For the past three years I have tried to keep to a reduced conference circuit … but I have failed (my conference schedule here). I added DLD Tel Aviv a few years ago, more as an opportunity to meet Yossi Matias, the managing director of Google’s R&D Center in Israel and Senior Director of Google’s Search organization, and his team. Yossi is clearly one of the smartest guys around. If I learned nothing else from this conference it has been that every iPhone addict and Google-whacker is continually evolving their thinking by making the most of today’s digital tools, and out thinking will continue to evolve as new tools enter our lives. That is the new, marvelous cognitive landscape.

But what I am very keen to see … which will require a side-trip from DLD … is the new technology researchers have developed which can “virtually” unroll charred ancient parchment using imaging technology called X-ray microtomography.

There have been numerous articles in the press about this but a short summary:

For nearly 50 years, a charred ancient parchment, discovered at the archaeological site En-Gedi in Israel, has remained unreadable. The damaged scroll, written on animal skin, was too fragile to unravel; efforts to read it led to pages disintegrating on contact. Now researchers have virtually unrolled the scroll using the imaging technology I noted above.

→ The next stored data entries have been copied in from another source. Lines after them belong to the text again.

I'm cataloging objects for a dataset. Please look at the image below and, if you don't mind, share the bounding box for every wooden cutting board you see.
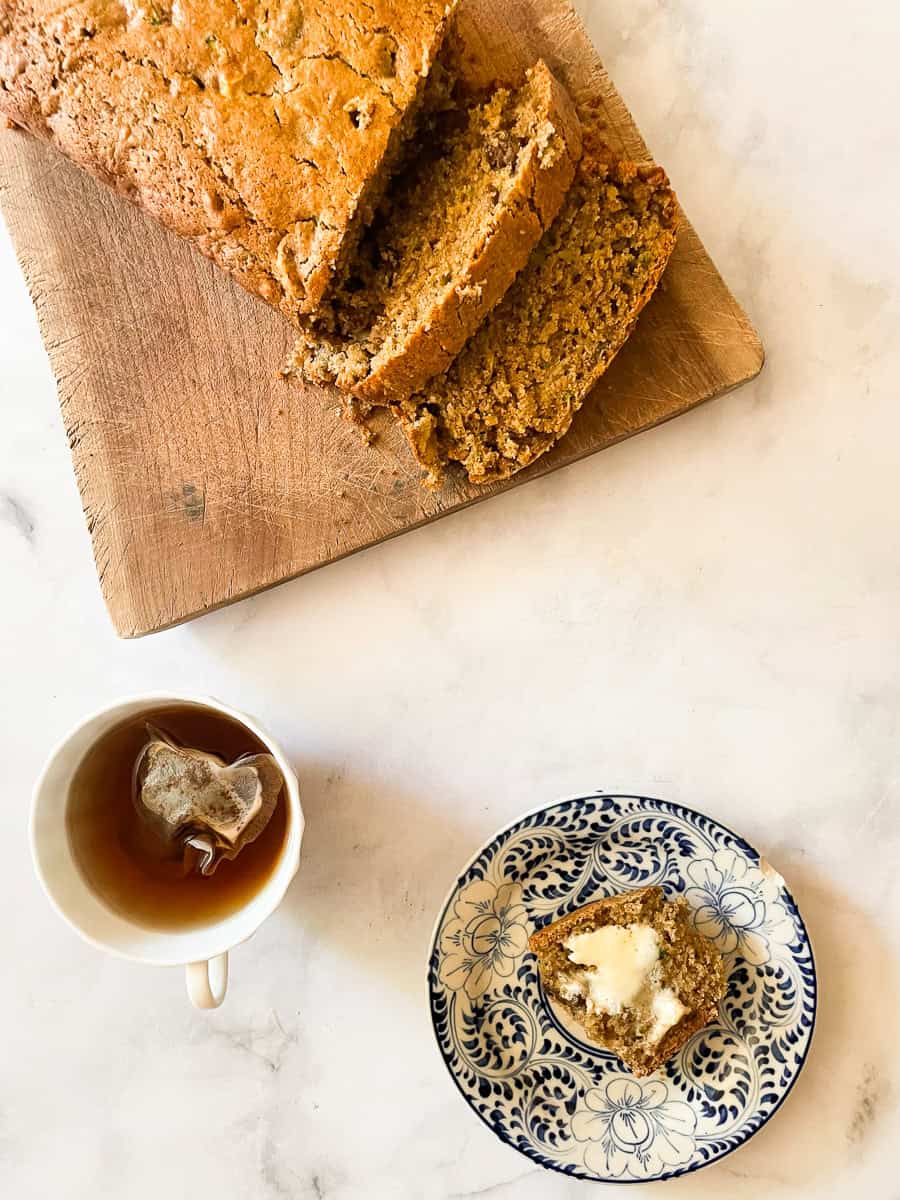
[0,0,763,638]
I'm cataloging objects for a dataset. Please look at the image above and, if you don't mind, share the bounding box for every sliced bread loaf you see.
[529,886,726,1077]
[292,60,582,409]
[396,152,678,485]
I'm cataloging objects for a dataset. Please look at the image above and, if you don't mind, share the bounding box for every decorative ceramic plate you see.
[428,793,816,1183]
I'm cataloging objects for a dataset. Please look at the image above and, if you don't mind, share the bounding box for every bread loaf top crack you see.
[0,0,458,317]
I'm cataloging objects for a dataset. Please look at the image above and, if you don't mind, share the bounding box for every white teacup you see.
[30,693,303,1009]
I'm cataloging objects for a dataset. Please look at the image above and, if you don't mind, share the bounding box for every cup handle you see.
[186,953,228,1009]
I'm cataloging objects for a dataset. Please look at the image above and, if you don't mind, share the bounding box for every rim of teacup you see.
[29,692,303,966]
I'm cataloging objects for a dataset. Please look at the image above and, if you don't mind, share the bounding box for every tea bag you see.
[134,729,283,876]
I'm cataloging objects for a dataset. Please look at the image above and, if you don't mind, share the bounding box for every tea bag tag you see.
[134,729,283,875]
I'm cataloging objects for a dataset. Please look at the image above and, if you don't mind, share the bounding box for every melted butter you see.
[561,922,688,1043]
[648,987,688,1044]
[564,923,660,1013]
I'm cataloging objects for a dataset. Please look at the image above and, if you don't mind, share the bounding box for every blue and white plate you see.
[428,793,816,1183]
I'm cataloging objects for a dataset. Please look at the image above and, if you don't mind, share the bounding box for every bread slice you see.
[529,886,726,1077]
[0,0,457,320]
[292,60,582,408]
[396,151,678,486]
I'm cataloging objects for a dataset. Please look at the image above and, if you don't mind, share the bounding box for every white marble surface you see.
[2,1,899,1196]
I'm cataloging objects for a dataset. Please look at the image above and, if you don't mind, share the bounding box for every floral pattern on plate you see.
[428,793,816,1183]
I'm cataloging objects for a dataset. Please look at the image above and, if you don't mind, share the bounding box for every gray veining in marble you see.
[1,493,35,545]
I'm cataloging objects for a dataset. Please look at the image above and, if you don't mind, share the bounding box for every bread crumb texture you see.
[0,0,457,316]
[293,58,581,407]
[399,152,678,486]
[529,886,726,1077]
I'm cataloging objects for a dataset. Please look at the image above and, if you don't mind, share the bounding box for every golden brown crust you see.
[529,885,726,1078]
[528,886,659,954]
[0,0,457,319]
[527,63,583,227]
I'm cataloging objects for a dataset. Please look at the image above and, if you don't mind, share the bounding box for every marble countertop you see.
[2,2,899,1196]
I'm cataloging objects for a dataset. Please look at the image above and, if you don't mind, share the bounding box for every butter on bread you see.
[529,885,726,1076]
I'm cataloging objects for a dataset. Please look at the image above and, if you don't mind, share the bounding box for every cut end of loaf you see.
[0,0,458,322]
[291,58,581,408]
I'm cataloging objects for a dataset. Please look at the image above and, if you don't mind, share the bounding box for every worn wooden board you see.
[0,0,763,638]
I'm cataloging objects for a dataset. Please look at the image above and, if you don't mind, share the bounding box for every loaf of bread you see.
[293,59,581,409]
[396,151,678,485]
[529,885,726,1077]
[2,3,683,495]
[0,0,456,319]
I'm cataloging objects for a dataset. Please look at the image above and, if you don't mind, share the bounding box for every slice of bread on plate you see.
[529,885,726,1077]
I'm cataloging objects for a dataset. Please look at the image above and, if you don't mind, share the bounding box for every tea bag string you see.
[184,833,217,876]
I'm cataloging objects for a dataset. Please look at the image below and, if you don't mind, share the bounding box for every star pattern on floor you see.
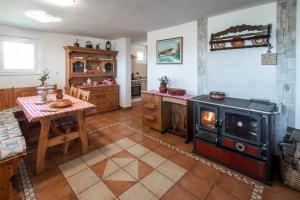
[59,136,188,199]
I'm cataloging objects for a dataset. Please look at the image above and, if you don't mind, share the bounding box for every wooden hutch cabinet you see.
[64,46,119,115]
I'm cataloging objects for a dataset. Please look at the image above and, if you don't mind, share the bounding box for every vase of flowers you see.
[158,76,170,93]
[39,69,50,86]
[37,69,53,102]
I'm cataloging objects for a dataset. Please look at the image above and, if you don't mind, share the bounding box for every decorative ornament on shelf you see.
[96,43,100,49]
[261,44,277,65]
[85,41,93,48]
[74,39,80,47]
[158,76,170,93]
[105,41,111,50]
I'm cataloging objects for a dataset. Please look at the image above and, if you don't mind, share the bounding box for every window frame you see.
[0,35,39,75]
[135,48,146,64]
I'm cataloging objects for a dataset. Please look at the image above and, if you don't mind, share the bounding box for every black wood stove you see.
[190,95,277,184]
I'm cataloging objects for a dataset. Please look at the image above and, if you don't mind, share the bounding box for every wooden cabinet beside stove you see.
[141,93,170,132]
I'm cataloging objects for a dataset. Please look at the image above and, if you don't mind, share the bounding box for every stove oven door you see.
[220,108,262,146]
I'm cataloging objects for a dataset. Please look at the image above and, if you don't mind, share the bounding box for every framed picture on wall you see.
[156,37,183,64]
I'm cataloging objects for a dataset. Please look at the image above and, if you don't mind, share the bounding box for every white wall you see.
[116,38,132,108]
[296,0,300,129]
[206,3,278,102]
[0,25,114,89]
[147,21,198,95]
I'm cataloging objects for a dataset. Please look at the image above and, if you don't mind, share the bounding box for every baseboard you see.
[119,106,132,110]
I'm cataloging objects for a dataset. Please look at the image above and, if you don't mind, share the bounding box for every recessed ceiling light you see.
[44,0,77,7]
[25,10,62,23]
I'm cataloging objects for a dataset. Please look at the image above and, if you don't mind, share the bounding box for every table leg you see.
[76,111,88,154]
[36,118,50,174]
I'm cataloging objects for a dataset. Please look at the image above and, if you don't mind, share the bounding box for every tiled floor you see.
[18,103,300,200]
[59,136,187,200]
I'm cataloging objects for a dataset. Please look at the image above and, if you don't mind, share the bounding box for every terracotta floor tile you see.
[89,132,113,149]
[161,184,199,200]
[206,185,240,200]
[263,182,300,200]
[169,153,197,170]
[160,133,185,145]
[129,133,146,143]
[90,158,110,178]
[31,167,75,200]
[110,150,136,159]
[103,130,126,142]
[178,171,214,200]
[103,179,136,197]
[175,142,193,152]
[138,160,154,180]
[215,173,252,200]
[144,129,164,139]
[153,145,177,159]
[139,138,161,150]
[191,161,221,185]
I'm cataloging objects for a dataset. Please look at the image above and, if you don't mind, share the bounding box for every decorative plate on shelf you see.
[231,37,245,48]
[252,38,267,45]
[213,42,226,49]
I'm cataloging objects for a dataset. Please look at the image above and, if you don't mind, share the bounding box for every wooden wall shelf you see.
[64,46,118,55]
[210,24,272,51]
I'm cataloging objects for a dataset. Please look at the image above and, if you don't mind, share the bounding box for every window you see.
[135,48,146,64]
[0,36,38,74]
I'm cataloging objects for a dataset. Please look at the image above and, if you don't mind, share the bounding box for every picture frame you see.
[156,37,183,64]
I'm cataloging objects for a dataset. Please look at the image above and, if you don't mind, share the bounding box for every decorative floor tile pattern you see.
[59,135,187,199]
[18,122,266,200]
[19,159,36,200]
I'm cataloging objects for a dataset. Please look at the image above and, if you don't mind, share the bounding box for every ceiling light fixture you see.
[44,0,77,7]
[25,10,62,23]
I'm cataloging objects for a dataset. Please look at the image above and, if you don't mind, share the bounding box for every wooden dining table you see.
[17,94,95,174]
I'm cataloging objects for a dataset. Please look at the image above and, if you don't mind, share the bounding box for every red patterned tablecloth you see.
[16,94,95,122]
[142,90,194,101]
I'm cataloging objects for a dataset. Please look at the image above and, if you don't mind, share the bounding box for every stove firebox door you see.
[195,103,219,134]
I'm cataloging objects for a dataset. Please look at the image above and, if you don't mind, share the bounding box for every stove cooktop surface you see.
[191,95,277,113]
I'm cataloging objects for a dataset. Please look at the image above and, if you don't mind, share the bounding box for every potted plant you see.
[158,76,170,93]
[39,69,50,86]
[37,69,53,102]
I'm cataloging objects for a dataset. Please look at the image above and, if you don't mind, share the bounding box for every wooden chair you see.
[77,89,90,101]
[70,86,78,98]
[58,89,90,154]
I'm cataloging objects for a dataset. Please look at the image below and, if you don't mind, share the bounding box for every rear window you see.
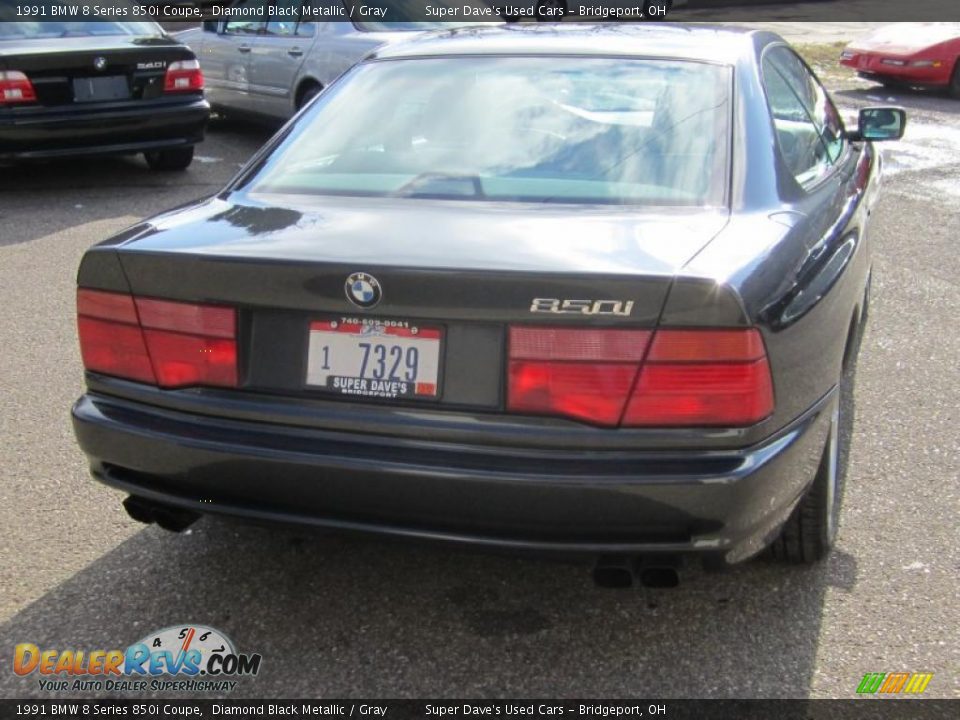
[245,56,732,207]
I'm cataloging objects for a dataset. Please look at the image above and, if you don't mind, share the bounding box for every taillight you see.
[0,71,37,104]
[623,327,774,426]
[77,289,237,389]
[508,327,652,426]
[164,59,204,93]
[77,290,156,384]
[507,326,773,428]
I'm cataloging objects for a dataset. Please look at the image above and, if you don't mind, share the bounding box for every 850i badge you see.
[530,298,635,316]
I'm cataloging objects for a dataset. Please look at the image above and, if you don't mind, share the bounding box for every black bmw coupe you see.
[71,24,905,584]
[0,16,208,169]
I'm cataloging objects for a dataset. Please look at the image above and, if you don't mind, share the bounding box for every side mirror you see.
[852,107,906,142]
[202,21,221,33]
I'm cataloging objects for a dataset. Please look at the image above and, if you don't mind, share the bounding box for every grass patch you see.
[793,42,848,73]
[795,41,866,89]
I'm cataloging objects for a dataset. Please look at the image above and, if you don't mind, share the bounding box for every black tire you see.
[949,60,960,99]
[768,323,861,564]
[879,78,906,90]
[296,82,321,111]
[144,146,194,171]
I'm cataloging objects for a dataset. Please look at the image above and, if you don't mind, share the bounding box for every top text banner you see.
[1,1,958,23]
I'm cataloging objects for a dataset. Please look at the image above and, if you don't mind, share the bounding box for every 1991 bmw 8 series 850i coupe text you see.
[71,24,905,582]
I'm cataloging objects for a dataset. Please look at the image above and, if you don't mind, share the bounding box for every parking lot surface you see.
[1,59,958,697]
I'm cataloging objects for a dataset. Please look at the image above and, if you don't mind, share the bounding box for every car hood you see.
[849,22,960,54]
[114,194,730,277]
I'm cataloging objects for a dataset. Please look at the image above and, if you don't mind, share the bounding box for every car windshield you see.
[245,56,731,207]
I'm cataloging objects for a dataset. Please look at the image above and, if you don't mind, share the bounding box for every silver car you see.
[177,0,491,120]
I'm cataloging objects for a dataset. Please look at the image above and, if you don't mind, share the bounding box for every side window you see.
[762,46,846,187]
[225,0,268,35]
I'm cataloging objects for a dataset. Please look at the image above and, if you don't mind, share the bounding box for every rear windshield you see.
[0,22,159,40]
[246,56,732,207]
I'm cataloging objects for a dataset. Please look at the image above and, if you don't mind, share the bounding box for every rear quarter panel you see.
[681,35,877,434]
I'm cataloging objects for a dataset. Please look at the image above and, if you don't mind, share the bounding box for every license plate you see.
[306,320,442,399]
[73,76,130,103]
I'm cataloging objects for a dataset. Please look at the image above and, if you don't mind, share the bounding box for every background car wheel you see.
[296,82,322,112]
[768,320,861,564]
[950,60,960,99]
[879,78,907,90]
[144,146,194,172]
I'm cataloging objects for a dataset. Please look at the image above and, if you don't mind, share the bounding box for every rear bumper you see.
[0,97,209,159]
[72,388,834,563]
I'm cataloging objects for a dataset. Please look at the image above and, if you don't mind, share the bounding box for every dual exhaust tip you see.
[593,555,681,589]
[123,495,199,533]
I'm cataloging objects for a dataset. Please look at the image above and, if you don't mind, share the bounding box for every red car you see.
[840,22,960,97]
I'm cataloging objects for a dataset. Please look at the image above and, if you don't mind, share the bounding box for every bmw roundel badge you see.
[345,272,382,309]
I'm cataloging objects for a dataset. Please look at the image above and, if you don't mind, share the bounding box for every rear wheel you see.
[769,325,860,563]
[144,146,194,171]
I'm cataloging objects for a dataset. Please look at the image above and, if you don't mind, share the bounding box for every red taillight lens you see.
[507,327,652,426]
[507,326,774,428]
[163,59,204,93]
[623,360,774,427]
[141,330,237,388]
[77,314,157,384]
[0,71,37,104]
[645,329,766,362]
[77,289,237,389]
[624,329,773,427]
[509,361,638,426]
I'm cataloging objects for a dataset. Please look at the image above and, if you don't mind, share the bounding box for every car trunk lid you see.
[94,194,730,412]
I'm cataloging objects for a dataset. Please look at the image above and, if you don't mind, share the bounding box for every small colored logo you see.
[93,56,107,72]
[12,624,261,693]
[856,672,933,695]
[345,272,382,309]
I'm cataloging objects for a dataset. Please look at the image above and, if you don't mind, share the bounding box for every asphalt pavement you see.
[0,55,958,699]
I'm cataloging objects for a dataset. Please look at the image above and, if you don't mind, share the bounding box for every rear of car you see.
[70,27,882,573]
[0,19,209,167]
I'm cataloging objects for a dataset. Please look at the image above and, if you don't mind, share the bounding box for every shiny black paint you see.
[72,25,880,561]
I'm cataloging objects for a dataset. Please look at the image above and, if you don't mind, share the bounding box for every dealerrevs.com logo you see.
[13,624,261,693]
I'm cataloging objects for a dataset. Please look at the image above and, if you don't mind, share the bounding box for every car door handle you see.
[237,45,251,53]
[287,48,304,57]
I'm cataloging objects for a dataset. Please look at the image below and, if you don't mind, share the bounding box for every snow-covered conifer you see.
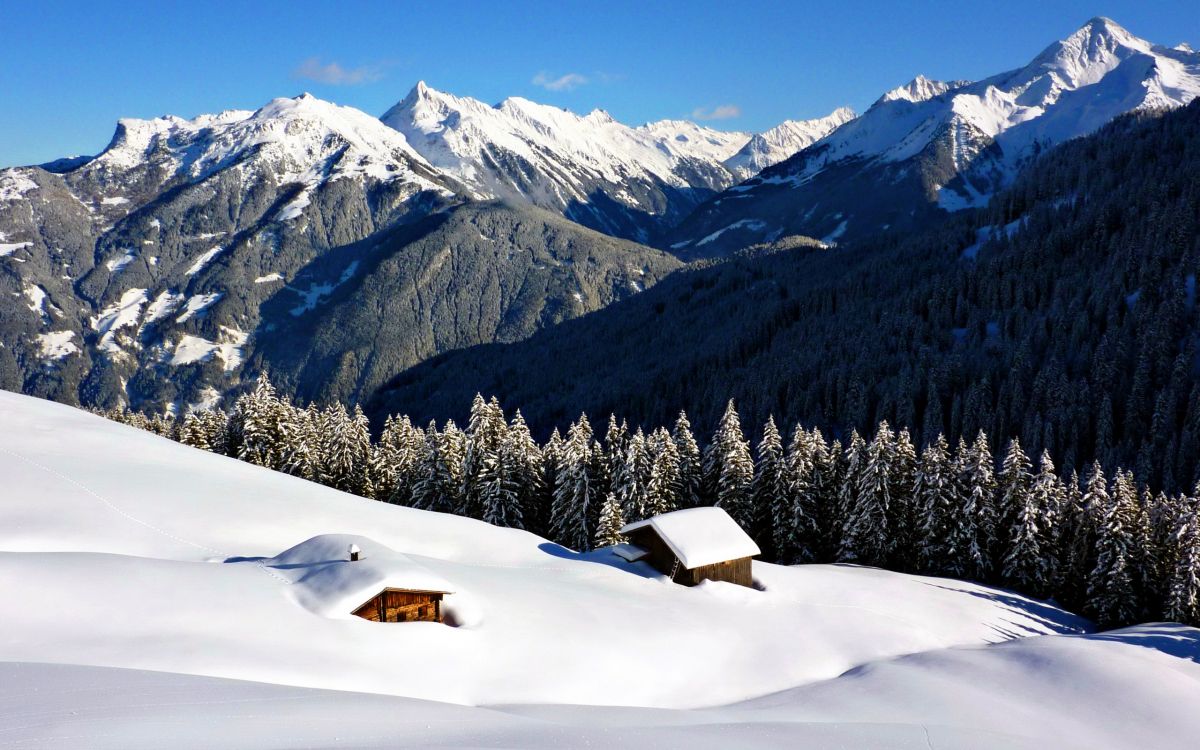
[703,400,755,528]
[594,492,627,549]
[673,412,702,508]
[550,415,595,551]
[751,416,786,555]
[1087,469,1141,627]
[841,422,895,566]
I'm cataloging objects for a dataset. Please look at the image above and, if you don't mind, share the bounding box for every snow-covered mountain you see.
[2,392,1199,748]
[722,107,856,179]
[670,17,1200,257]
[380,82,853,243]
[380,82,742,242]
[0,92,675,414]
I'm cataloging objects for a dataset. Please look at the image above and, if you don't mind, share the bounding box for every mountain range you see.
[1,16,1198,428]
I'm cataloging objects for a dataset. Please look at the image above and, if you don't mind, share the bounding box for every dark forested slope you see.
[372,102,1200,491]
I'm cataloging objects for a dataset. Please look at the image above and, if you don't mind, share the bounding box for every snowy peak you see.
[723,107,857,179]
[86,93,452,206]
[1018,16,1153,91]
[381,80,856,239]
[876,75,968,105]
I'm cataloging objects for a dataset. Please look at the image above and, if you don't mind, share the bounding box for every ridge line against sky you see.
[2,0,1198,168]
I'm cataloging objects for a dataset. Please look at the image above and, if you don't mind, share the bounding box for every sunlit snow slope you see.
[1,391,1198,749]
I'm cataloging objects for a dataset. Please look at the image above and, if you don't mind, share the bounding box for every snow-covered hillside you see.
[2,390,1199,748]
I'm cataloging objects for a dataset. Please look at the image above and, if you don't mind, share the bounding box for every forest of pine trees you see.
[98,375,1200,629]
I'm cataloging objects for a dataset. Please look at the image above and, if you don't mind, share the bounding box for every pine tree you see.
[889,428,918,570]
[594,492,627,549]
[645,427,682,517]
[480,431,525,529]
[703,400,755,528]
[551,415,595,551]
[278,403,320,482]
[1087,469,1141,627]
[1003,449,1058,596]
[461,395,508,519]
[179,411,214,451]
[613,429,651,522]
[915,435,957,575]
[841,422,895,566]
[532,429,565,536]
[777,424,814,564]
[673,412,702,508]
[1165,508,1200,626]
[996,438,1034,565]
[233,374,286,470]
[412,421,465,513]
[811,432,842,561]
[505,411,544,528]
[751,416,786,557]
[950,432,996,580]
[835,431,867,561]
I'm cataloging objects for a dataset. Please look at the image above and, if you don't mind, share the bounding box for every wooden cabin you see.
[619,507,760,588]
[352,587,449,623]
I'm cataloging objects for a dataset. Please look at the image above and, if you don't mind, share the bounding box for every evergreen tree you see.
[703,400,755,528]
[505,411,543,528]
[532,429,565,536]
[951,432,996,580]
[278,403,320,482]
[997,438,1034,564]
[1165,508,1200,626]
[841,422,895,566]
[835,431,867,560]
[915,435,957,575]
[777,424,815,564]
[613,429,651,522]
[1087,469,1141,627]
[751,416,786,556]
[412,421,465,514]
[551,415,595,551]
[673,412,702,508]
[889,428,919,570]
[594,492,627,549]
[645,427,682,517]
[1003,449,1058,597]
[461,394,508,519]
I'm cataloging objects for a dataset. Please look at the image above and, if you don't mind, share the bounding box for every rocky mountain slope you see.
[249,200,681,406]
[0,94,676,413]
[668,18,1200,258]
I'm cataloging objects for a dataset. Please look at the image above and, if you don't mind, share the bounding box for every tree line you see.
[99,374,1200,629]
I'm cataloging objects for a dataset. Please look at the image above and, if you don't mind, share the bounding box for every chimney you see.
[348,543,361,562]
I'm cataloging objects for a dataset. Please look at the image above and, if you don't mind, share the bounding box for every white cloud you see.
[532,71,588,92]
[691,104,742,121]
[293,58,382,86]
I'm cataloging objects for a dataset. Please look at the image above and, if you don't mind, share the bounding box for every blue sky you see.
[3,1,1198,167]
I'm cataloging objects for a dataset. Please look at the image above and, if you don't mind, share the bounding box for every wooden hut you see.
[268,534,455,624]
[351,588,449,623]
[619,507,760,588]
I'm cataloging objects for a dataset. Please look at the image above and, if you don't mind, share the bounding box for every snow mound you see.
[264,534,454,617]
[622,506,760,569]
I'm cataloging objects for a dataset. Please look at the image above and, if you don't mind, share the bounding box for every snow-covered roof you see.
[621,507,760,570]
[266,534,453,617]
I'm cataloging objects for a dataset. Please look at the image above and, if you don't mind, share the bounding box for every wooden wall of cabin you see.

What the researchers found is that the En-Gedi document is the oldest known copy of the Hebrew Bible in the Masoretic text—the authoritative text used in Rabbinic Judaism and Protestant bibles. The famous Dead Sea Scrolls, while older than the En-Gedi bible, have many differences from the Masoretic text.

Ephrat Livni, who is actually an American artist, writer and lawyer who works internationally on large scale street art projects and writes for the Jerusalem Report in Israel, recently noted:

The exact age of the En-Gedi bible is still up for debate. Paleographical research indicates that it was likely written in the first or second century CE, while radiocarbon results date the scroll to the third or fourth century CE. Either way the En-Gedi scroll offers a glimpse into the earliest stages of almost 800 years of near silence in the history of the biblical text.

Perhaps even more important than this specific discovery is that the findings prove a method that could be invaluable for the field of archeology: the En-Gedi bible is the first severely damaged, ink-based scroll to be unrolled and identified noninvasively.

Livni points to what I think is the most definitive piece, so far, about the use of this technology, a long piece in Science Advances magazine (click here).

The process is complex, starting with imaging the scroll in its entirety and creating a three-dimensional volumetric scan, then segmenting, flattening, and texturing those images. The result is a set of two-dimensional images that reveal the writing on the original scroll. What the team of computational scientists and archaeologists did was to first X-ray the untouchable document to create digital slices of the scroll that could then be separated like pages, and viewed on computer. The Science Advances piece above describes the process but here is a nifty Youtube video that walks you through it:

Obviously this work offers hope for the restoration of damaged historical texts currently preserved in archives all over the world that have yet to be studied.